Israel's government on Monday was to consider the possibility to expand the parameters of the Law of Return, allowing Jews from all over the world to repatriate to Israel, in order to facilitate the arrival and absorption of Russian Jews facing a draft into the Russian military.
Under Israel's Law of Return, a person needs at least one Jewish grandparent to be entitled to immediate Israeli citizenship.
Finance Minister Avigdor Liberman — who's Israel Beiteinu party representing Israelis from the former Soviet Union in local politics — is proposing to extend the availability to those who have a Jewish great grandparent.

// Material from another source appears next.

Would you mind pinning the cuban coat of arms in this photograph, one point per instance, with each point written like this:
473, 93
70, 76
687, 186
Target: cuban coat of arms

Liberman stipulated that this could be a temporary measure. This comes on the heels of a decision by Russian President Vladimir Putin to call up 300,000 reservists, a major escalation of Russia's flagging invasion of Ukraine.
The prospect of conscription to a brutal war where Russia in recent weeks was dealt numerous setbacks sent hundreds of thousands to flee across Russia's borders to neighboring countries from the Baltics to Kazakhstan to Armenia.
Since Russia launched the invasion of its neighbor in February, over 24,000 Russian Jews arrived in Israel.
Many more arrived from war-ravaged Ukraine, though a proportion of the refugees have seen moved on to third countries.